Judas: still on for Friday?
Jesus: Friday?
Judas: yeah, the last supper
Jesus: the what?
Judas: supper. Normal supper with the fellas
Having children teaches you patience, humility, love and to never, ever, be surprised when you find a Barbie doll leg clogging the toilet.
at least one time somebody must’ve thrown a baby out with the bath water. otherwise people wouldn’t be so worried about it
Rededicate Christopher Columbus statues to the Chris Columbus who directed Mrs. Doubtfire
With one icy glare from Wilma, Fred knew. It was not going to be a yabba dabba doo time. It was, in fact, a yabba dabba don’t time.
My daughter likes to give me her failed artwork, claiming it was made with all her love just for me. Then she grabs a new piece of paper to make her drawing better and keeps that for herself. Well played, little one. Well played.
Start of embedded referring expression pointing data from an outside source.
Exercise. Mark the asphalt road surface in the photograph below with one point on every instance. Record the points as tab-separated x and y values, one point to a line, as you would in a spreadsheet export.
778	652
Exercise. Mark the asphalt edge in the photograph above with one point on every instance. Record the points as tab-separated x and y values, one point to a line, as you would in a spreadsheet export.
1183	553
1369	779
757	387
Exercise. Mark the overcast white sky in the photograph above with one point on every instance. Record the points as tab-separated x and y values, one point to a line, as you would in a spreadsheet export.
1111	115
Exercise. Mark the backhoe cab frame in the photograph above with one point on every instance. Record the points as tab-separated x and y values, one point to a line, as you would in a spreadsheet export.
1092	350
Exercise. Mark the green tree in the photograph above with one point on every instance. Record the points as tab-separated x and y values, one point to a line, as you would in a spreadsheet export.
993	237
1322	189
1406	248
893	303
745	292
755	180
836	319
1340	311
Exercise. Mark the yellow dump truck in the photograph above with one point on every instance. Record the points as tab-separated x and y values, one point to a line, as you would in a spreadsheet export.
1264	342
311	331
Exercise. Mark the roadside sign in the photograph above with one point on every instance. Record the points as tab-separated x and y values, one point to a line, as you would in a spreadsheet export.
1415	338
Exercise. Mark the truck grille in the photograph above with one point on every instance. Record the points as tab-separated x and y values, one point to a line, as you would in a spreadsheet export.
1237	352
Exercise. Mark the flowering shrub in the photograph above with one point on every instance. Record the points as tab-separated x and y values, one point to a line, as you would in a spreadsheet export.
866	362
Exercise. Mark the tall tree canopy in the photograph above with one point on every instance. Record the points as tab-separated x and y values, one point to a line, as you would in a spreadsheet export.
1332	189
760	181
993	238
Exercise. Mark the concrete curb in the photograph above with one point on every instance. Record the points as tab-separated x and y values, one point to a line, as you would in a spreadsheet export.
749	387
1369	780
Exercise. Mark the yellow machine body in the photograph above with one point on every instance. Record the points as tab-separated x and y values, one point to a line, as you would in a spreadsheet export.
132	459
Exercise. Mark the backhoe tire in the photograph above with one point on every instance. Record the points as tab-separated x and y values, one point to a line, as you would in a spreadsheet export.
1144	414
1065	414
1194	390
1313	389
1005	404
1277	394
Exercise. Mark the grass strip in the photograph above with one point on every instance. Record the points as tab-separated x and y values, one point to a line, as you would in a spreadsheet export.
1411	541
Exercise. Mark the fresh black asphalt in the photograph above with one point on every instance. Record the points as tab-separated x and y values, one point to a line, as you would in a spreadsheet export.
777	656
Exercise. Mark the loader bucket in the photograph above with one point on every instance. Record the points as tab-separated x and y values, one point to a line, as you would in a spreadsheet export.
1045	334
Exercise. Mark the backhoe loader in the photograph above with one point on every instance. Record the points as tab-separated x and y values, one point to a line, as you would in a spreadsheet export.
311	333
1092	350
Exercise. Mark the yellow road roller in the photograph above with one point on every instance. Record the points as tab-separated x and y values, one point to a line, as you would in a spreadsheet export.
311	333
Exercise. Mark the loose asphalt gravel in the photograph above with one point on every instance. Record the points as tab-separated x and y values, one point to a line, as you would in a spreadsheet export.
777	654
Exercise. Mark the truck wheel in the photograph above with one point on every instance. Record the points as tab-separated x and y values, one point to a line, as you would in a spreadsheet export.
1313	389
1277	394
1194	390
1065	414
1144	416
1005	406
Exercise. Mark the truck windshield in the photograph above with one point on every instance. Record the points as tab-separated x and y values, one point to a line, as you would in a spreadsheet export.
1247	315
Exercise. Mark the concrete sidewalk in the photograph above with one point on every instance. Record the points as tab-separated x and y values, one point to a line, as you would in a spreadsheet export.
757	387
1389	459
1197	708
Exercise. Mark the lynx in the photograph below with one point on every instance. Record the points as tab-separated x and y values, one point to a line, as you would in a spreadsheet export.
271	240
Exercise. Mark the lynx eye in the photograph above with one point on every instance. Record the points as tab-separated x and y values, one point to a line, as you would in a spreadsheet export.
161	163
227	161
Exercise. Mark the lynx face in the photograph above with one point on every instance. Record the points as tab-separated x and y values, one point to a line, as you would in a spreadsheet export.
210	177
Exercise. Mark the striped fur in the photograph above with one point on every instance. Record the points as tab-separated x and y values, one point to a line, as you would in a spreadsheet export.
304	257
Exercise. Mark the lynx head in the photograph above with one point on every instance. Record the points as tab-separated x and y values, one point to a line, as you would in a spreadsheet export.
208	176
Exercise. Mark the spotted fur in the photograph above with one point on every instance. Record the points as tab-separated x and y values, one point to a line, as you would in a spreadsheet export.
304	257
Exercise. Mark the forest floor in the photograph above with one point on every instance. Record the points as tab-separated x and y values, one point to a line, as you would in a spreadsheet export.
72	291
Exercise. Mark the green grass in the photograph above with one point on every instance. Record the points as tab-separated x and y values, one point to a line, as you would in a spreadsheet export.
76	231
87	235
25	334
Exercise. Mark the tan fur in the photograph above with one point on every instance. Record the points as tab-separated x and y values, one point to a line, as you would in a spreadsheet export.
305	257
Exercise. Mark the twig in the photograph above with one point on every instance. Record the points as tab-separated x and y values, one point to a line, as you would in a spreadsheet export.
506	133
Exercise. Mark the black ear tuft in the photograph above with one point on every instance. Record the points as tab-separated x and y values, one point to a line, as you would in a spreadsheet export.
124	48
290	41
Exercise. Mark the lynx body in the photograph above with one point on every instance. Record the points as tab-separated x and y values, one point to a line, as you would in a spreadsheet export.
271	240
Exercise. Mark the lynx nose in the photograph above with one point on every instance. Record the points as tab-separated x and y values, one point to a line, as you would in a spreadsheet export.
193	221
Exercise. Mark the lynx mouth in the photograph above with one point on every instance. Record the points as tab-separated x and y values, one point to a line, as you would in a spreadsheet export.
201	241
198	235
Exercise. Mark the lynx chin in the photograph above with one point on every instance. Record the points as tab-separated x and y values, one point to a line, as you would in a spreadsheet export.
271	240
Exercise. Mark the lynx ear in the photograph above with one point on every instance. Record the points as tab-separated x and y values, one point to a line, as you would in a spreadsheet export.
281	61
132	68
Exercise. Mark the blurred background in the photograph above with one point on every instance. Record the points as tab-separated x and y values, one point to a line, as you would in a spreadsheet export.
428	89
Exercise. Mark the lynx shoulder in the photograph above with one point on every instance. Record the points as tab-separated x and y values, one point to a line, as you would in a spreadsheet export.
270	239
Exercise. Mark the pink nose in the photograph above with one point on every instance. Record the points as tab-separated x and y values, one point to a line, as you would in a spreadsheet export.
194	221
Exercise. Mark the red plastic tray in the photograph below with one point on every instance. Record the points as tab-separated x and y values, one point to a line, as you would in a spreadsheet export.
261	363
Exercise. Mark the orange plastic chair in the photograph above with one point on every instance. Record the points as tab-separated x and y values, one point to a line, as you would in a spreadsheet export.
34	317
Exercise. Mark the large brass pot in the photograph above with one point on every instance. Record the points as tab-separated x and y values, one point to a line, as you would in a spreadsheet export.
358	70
Autocorrect is changing correctly spelled words. I’m starting to think it has a mind of its AUTOCORRECT IS HARMLESS. GO ABOUT YOUR BUSINESS.
You know you’ve been on a diet too long when you start reading the ingredients on a bag of dog treats.
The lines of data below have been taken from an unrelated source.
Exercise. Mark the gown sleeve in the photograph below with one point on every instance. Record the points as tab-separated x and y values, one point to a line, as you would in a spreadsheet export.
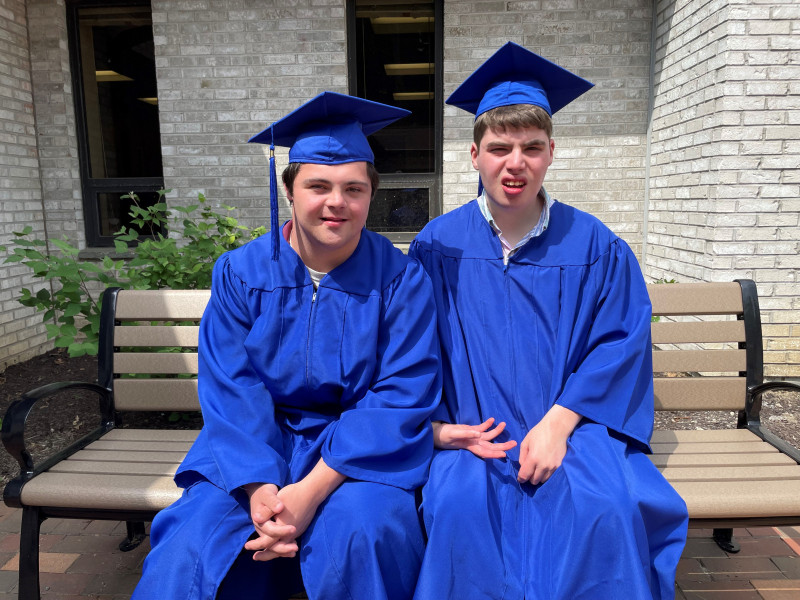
241	434
611	381
386	437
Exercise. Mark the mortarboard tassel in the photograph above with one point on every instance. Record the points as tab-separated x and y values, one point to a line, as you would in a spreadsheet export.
273	206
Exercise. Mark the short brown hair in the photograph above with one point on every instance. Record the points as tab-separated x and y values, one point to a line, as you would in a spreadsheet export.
291	171
515	116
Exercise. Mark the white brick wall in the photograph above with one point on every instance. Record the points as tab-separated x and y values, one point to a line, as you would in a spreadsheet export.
21	333
600	139
724	184
224	74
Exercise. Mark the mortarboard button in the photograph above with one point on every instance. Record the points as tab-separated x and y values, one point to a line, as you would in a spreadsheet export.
329	129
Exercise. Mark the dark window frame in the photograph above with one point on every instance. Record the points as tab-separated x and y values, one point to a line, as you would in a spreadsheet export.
91	188
431	181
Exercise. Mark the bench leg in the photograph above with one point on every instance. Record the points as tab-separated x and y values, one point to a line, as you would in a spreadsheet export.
724	539
135	536
29	554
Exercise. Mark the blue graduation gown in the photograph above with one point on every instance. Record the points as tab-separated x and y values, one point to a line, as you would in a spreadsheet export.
350	373
566	321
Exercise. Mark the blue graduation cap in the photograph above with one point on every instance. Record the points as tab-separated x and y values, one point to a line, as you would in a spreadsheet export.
515	75
329	129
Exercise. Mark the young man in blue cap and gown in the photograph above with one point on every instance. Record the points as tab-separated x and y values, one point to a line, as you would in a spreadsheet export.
544	321
319	369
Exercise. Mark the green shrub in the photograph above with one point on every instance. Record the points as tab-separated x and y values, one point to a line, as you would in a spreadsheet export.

It’s so awkward when a bird arrives back at its nest and the worms in its mouth realise that wasn’t just a free aerial tour of the city.
Disgusting if literal: Liverpool
People to panhandlers: Get a job, you lazy bum
People to ducks: Who has free bread for you? Is it me? Yes, it is
Me *taking long drag on cigarette: “Kids, funerals aren’t really for the dead you know. They’re for the living”
*2 weeks later
[In church]
Priest: “We are gathered here today to…”Me *furiously banging on coffin lid: “This is not what I meant!“
Was everyone before this just…not washing their hands?
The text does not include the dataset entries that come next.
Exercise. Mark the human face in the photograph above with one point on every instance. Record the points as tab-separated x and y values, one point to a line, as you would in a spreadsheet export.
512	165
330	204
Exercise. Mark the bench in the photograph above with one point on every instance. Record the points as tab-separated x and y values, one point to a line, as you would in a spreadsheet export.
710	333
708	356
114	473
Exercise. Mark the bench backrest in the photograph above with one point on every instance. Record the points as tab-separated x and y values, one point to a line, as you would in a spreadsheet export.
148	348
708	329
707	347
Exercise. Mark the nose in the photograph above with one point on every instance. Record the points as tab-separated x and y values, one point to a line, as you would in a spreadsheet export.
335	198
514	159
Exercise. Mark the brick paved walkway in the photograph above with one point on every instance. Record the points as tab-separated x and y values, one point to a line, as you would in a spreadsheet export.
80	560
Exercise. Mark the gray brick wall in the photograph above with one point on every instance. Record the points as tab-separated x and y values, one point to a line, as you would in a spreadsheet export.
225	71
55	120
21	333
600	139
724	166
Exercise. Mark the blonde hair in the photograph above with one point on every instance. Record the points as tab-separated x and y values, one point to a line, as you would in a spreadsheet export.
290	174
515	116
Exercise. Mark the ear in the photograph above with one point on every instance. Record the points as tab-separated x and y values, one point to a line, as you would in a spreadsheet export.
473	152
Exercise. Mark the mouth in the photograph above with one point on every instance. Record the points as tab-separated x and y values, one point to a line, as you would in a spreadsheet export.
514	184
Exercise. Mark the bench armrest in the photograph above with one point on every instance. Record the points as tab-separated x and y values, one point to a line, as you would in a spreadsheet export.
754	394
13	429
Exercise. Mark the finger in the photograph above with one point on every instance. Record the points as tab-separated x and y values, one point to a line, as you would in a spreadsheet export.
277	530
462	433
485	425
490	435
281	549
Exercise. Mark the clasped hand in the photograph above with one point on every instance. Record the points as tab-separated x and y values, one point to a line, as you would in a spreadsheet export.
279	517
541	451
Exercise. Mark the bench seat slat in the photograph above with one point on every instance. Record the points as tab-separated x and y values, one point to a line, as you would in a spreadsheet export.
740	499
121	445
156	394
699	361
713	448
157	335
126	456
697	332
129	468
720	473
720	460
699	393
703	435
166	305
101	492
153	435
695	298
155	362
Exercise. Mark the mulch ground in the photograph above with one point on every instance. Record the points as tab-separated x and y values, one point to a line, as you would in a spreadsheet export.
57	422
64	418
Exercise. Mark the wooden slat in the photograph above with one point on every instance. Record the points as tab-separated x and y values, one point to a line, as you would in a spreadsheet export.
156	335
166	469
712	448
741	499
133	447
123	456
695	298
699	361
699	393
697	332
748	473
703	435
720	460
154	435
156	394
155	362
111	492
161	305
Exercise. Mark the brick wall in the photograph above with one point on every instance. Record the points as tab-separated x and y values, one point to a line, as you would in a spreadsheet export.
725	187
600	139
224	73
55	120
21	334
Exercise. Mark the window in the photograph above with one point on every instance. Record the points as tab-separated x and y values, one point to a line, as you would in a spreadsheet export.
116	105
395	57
My daughter’s coach described her attack approach as whimsical and gallop-y.
Here you go, Merry Christmas!
“Dad, why’d you wrap our gifts in soft fabric?”
Because I wanted to make-
Mom: NO DON’T
My presents felt
Me *rings 911* help me I’m dying!
Oompa Loompa: oh I have a fun song I can sing
[end of long conversation]
HER: let me give you my number
ME: great! [forgot name] how do you spell your name?
HER:
ME:
HER: k-i-m
ME:
i’m just a girl, standing in front of a fan, talking into it so i sound like a robot.
[pirate ship capturing another ship]
Pirate: Prepare to be bored!
Other Captain: Don’t you mean boarded?
*pirate opens stamp collection*
“so i had the dream again last night,”
priest: *sighs* again, dreaming about sleeping with the green m&m is not a sin. weird, but not a sin
Baby, you’re a firework: You hold my interest for about 15 minutes and scare the shit out of my dog.
2-year-old: *hysterically upset because he realized his favorite hoodie has a hood*
5-year-old, to me: Okay, what if we just throw him out?
The guy who pumped our septic tank said everything was good & I felt the same accidental pride that I feel when the dental hygienist says my teeth are ok.
getting really tired of taking a girl out for drinks, then dropping by her house on the following day and being told by her mum “you must have the wrong house” [motioning to a black-and-white photograph of my date from the night before] “Sarah died thirteen years ago last night.”